Search code examples
pythonopencvcomputer-visioncamera-calibrationhomography

Which openCv function can be used to compute BEV perspective transformation given a point coordinates and the camera extrinsics/intrinsics?


I have the 3x3 intrinsics and 4x3 extrinsics matrices for my camera obtained via cv2.calibrateCamera()

Now I want to use these paramenters to compute the BEV (Bird Eye View) transformation for any given coordinates in a frame obtained from the camera.

Which openCv function can be used to compute the BEV perspective transformation for given point coordinates and the camera extrinsics and/or intrinsics 3x3 matrices?

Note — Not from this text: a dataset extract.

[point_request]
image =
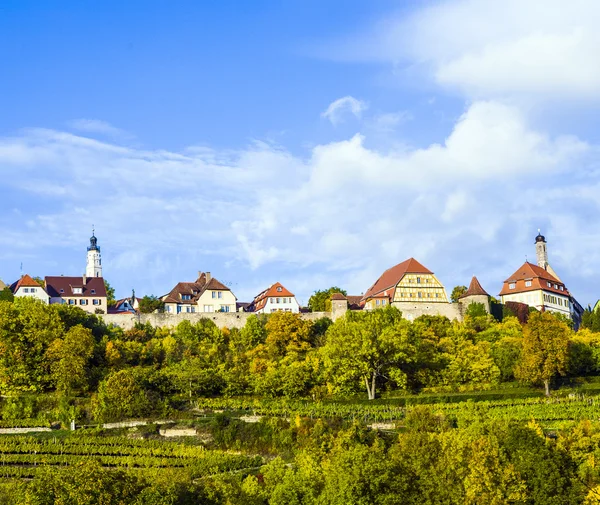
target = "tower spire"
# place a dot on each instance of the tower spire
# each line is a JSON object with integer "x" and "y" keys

I found something very related in the following post: https://deepnote.com/article/social-distancing-detector/ based on https://www.pyimagesearch.com/2014/08/25/4-point-opencv-getperspective-transform-example/ ,

they are using cv2.getPerspectiveTransform() to get a 3X3 matrix, but I don't know whether this matrix represents the intrinsics, the extrinsecs or something else. Then they are transforming the list of points using such matrix in the following way:

#Assuming list_downoids is the list of points to be transformed and matrix is the one obtained above
list_points_to_detect = np.float32(list_downoids).reshape(-1, 1, 2)
transformed_points = cv2.perspectiveTransform(list_points_to_detect, matrix)

I really need to know if I can use this cv2.perspectiveTransform function to compute the transformation or if there's another better way to do this using the extrinsics, the intrinsics or both, without having to reuse the frame, since I already have the detected/selected coordinates saved in an array.


Solution

  • After a deep investigation, I found out a good solution:

    The projection matrix is a multiplication between theextrinsic and the intrinsic camera matrices

    cv2.getPerspectiveTransform() gives us the Projection Matrix when we don't have the camera params:

    cv2.warpPerspective() transforms the image itsef.

    For the problem above we don't need these two functions since we already have the extrinsics, the intrinsecs and the coordinates of the points in the image.

    Considering the presented above, I wrote a function to transform into BEV a list o points list_x_y given the intrinsics and the extrinsics:

        def compute_point_perspective_transformation(intrinsics, extrinsics, point_x_y):
        """Auxiliary function to project a specific point to BEV
            
            Parameters
            ----------
            intrinsics (array)     : The camera intrinsics matrix
            extrinsics (array)     : The camera extrinsics matrix
            point_x_y (tuple[x,y]) : The coordinates of the point to be projected to BEV
            
            Returns
            ----------
            tuple[x,y] : the projection of the point
        """
            # Using the camera calibration for Bird Eye View
            intrinsics_matrix = np.array(intrinsics, dtype='float32')
            #In the intrinsics we have parameters such as focal length and the principal point
    
            extrinsics_matrix = np.array(extrinsics, dtype='float32')
            #The extrinsic matrix stores the position of the camera in global space
            #The 1st 3 columns represents the rotation matrix and the last is a translation vector
            extrinsics = extrinsics[:, [0, 1, 3]]
    
            #We removed the 3rd column of the extrinsics because it represents the z coordinate (0)
            projection_matrix = np.matmul(intrinsics_matrix, extrinsics_matrix)
    
            # Compute the new coordinates of our points - cv2.perspectiveTransform expects shape 3
            list_points_to_detect = np.array([[point_x_y]], dtype=np.float32)
            transformed_points = cv2.perspectiveTransform(list_points_to_detect, projection_matrix)
            return transformed_points[0][0][0], transformed_points[0][0][1]